Yea... This is a little tricky to explain in this forum if I read the question right, and its a bit technical.
eg I have to explain what a scale factor is, and its dependancies on various things we observe. But let me proceed anyway.
In general you will have a ratio of energy densities like so:
Lambda (Vacuum) / Lambda (Matter) ~ a^3. Where a is the scale factor whose second derivative measures the 'acceleration' of the universe (I hate to use the word acceleration here btw, it can easily lead people astray if they're not careful, and there are several different inequivalent parameters that you might be thinking off). That means in early times matter and radiation are dominant, and vacuum energy irrelevant, whereas at late times the reverse happens.
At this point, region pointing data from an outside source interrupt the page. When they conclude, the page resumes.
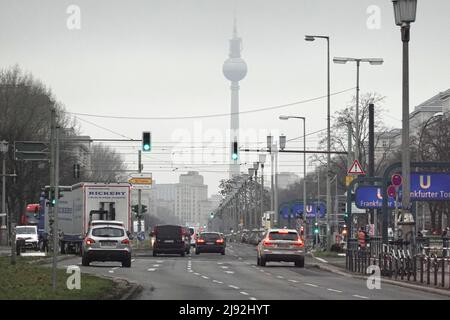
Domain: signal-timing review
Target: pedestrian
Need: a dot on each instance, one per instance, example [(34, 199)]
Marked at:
[(362, 239)]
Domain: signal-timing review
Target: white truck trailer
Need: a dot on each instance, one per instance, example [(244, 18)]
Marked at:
[(90, 201)]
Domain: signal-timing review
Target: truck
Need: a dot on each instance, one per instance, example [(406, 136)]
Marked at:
[(86, 202)]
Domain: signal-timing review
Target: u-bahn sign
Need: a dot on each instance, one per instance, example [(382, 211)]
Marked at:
[(294, 210), (424, 187)]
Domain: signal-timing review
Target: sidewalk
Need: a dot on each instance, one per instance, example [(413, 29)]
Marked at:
[(337, 265)]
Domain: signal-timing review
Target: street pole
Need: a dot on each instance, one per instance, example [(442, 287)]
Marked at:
[(4, 150), (56, 219), (139, 192), (405, 120), (328, 148)]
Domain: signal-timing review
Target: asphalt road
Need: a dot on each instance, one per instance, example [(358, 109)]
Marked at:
[(236, 276)]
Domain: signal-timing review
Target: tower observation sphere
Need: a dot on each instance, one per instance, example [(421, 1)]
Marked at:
[(234, 69)]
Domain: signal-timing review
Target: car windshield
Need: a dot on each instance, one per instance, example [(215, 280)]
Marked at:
[(108, 232), (290, 236), (25, 230), (210, 236)]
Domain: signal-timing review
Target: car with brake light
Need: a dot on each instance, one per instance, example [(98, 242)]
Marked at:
[(281, 245)]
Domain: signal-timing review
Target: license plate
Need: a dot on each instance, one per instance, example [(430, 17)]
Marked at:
[(108, 244)]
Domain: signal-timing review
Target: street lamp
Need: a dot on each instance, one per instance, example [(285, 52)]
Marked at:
[(304, 159), (372, 61), (3, 150), (313, 38), (405, 14)]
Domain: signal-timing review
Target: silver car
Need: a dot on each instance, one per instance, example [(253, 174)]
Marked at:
[(281, 245), (106, 243)]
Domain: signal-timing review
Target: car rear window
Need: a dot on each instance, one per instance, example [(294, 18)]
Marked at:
[(210, 236), (168, 231), (108, 232), (290, 236)]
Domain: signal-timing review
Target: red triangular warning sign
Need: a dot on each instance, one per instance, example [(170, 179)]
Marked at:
[(356, 168)]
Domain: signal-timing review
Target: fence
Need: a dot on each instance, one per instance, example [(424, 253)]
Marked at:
[(419, 262)]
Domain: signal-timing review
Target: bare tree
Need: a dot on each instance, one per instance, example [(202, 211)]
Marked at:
[(106, 165)]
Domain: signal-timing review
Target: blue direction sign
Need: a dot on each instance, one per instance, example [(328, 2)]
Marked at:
[(295, 209), (424, 187)]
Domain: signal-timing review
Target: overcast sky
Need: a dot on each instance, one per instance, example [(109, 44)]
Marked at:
[(163, 58)]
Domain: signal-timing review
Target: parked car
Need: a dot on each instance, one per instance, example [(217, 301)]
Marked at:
[(106, 243), (169, 239), (27, 237), (281, 245), (210, 242)]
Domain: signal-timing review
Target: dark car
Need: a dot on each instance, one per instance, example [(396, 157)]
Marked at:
[(210, 242), (169, 239)]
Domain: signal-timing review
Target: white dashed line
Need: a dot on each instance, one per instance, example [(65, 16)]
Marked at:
[(358, 296), (311, 285)]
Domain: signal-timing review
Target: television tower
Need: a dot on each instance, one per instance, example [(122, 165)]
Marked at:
[(234, 69)]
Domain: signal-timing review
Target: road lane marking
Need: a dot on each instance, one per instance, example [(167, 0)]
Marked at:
[(311, 285)]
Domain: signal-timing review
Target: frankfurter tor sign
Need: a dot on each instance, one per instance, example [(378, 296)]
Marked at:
[(424, 187)]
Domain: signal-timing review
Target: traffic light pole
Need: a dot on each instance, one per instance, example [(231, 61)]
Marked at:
[(55, 223), (139, 193)]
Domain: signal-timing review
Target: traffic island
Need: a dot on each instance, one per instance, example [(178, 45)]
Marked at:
[(25, 281)]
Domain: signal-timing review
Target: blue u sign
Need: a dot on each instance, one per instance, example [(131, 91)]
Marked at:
[(424, 187), (296, 209)]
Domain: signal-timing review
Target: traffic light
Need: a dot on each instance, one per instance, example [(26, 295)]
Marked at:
[(235, 151), (316, 228), (146, 141), (76, 171)]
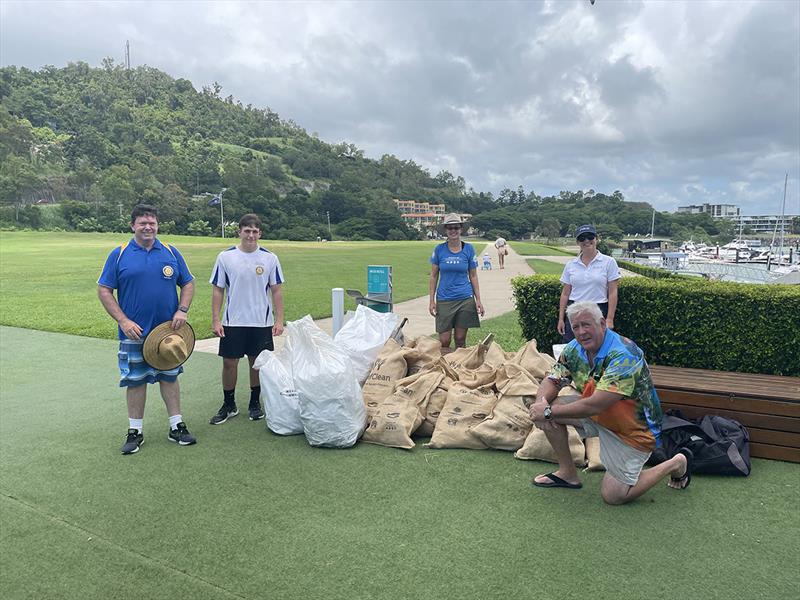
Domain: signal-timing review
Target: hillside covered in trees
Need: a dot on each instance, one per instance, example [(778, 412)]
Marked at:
[(95, 141)]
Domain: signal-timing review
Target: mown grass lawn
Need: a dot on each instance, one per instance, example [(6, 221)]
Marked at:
[(48, 281), (545, 267), (245, 514), (534, 249)]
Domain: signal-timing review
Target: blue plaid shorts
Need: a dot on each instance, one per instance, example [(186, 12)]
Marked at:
[(134, 371)]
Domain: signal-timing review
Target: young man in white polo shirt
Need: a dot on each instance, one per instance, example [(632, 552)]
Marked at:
[(251, 277)]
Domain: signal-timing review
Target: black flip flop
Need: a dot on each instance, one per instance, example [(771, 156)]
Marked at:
[(556, 481), (687, 476)]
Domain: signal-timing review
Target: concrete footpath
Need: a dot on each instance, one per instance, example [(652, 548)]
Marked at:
[(495, 294)]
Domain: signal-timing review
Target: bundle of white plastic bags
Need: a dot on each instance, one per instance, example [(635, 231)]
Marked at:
[(312, 385)]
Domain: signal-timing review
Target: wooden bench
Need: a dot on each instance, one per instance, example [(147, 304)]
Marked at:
[(767, 405)]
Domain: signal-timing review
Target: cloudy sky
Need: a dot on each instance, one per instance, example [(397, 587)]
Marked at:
[(670, 102)]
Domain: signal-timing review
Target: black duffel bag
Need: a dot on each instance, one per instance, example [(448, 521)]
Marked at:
[(720, 446)]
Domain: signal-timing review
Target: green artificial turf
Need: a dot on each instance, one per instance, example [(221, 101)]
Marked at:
[(247, 514), (534, 249), (545, 267), (49, 280)]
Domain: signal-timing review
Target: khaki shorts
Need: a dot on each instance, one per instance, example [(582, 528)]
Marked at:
[(460, 314)]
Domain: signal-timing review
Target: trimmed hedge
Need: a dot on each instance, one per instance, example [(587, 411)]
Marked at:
[(686, 322)]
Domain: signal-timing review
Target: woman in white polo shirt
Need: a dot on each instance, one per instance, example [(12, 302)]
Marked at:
[(591, 276)]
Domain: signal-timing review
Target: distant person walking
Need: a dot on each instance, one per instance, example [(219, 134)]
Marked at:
[(145, 273), (591, 276), (455, 297), (251, 277), (502, 250)]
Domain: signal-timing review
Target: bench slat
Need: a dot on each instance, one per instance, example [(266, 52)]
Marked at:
[(715, 401), (775, 438), (747, 419), (742, 384), (774, 452)]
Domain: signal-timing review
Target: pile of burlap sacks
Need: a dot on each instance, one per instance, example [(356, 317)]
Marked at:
[(470, 398)]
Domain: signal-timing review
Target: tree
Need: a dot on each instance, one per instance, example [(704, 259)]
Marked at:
[(199, 228), (550, 228)]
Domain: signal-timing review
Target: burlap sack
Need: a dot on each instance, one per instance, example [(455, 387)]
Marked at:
[(464, 408), (475, 378), (495, 355), (399, 415), (509, 423), (568, 394), (434, 407), (469, 358), (511, 376), (475, 356), (425, 351), (593, 454), (537, 447), (388, 369), (533, 361)]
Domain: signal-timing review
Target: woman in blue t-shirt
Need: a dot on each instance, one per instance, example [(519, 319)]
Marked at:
[(455, 297)]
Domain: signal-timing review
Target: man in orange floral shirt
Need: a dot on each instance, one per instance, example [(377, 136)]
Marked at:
[(618, 404)]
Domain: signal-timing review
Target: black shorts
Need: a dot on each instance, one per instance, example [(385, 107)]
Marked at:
[(239, 341)]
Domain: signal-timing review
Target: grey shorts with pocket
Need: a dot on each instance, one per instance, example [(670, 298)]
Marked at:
[(461, 314), (622, 461)]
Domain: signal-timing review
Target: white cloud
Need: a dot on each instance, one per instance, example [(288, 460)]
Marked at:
[(670, 102)]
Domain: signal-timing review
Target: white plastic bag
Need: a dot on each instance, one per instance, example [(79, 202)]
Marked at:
[(281, 403), (331, 406), (363, 336)]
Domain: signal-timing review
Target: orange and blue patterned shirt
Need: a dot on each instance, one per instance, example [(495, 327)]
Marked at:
[(619, 367)]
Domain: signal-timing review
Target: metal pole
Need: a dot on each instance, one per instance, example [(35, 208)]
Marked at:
[(337, 309), (221, 215)]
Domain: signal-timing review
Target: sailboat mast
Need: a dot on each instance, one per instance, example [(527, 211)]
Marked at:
[(783, 214)]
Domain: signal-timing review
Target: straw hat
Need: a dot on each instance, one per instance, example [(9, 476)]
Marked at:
[(451, 219), (166, 348)]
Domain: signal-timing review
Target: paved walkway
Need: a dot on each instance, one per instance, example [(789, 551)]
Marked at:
[(495, 294)]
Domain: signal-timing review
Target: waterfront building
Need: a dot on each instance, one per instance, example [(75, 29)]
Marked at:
[(718, 211)]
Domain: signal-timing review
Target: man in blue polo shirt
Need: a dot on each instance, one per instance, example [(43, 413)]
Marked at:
[(145, 273)]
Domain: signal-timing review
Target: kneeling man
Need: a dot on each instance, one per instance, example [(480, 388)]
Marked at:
[(618, 404)]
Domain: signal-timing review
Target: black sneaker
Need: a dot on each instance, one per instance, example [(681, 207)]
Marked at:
[(224, 413), (255, 412), (132, 443), (181, 435)]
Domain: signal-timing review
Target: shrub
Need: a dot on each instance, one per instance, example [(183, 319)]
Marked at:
[(683, 322)]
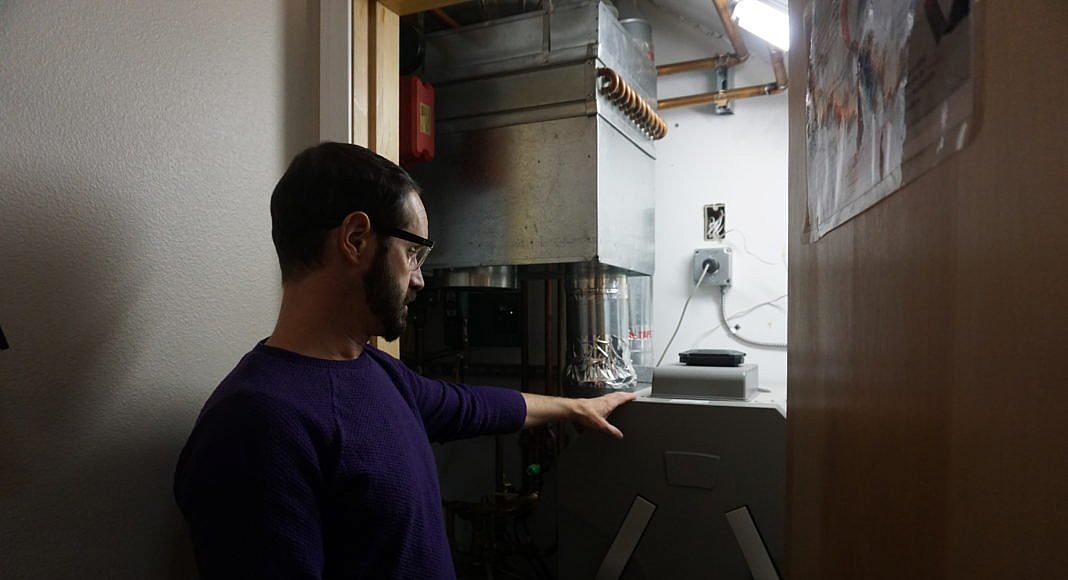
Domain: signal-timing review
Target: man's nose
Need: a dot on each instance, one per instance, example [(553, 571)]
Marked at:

And yes, acceleration was slower in the past. you'd need to look at the acceleration equation for a FRW universe for the full picture... roughly it looks something like this off the top of my head
acceleration/a ~ -(p(m) + p(vacuum)) > 0 where acceleration is the second derivative of a, and p(m) and p(vacuum) are linear functions of rho matter and rho vacuum (the energy densities).. Theres a bunch of constants and stuff floating around that im neglecting, and im taking some confusing liberties with definitions here, but thats roughly the idea.
You might want to check one of the exhaustive cosmology faqs out there on FRW universes with the concordance model parameters.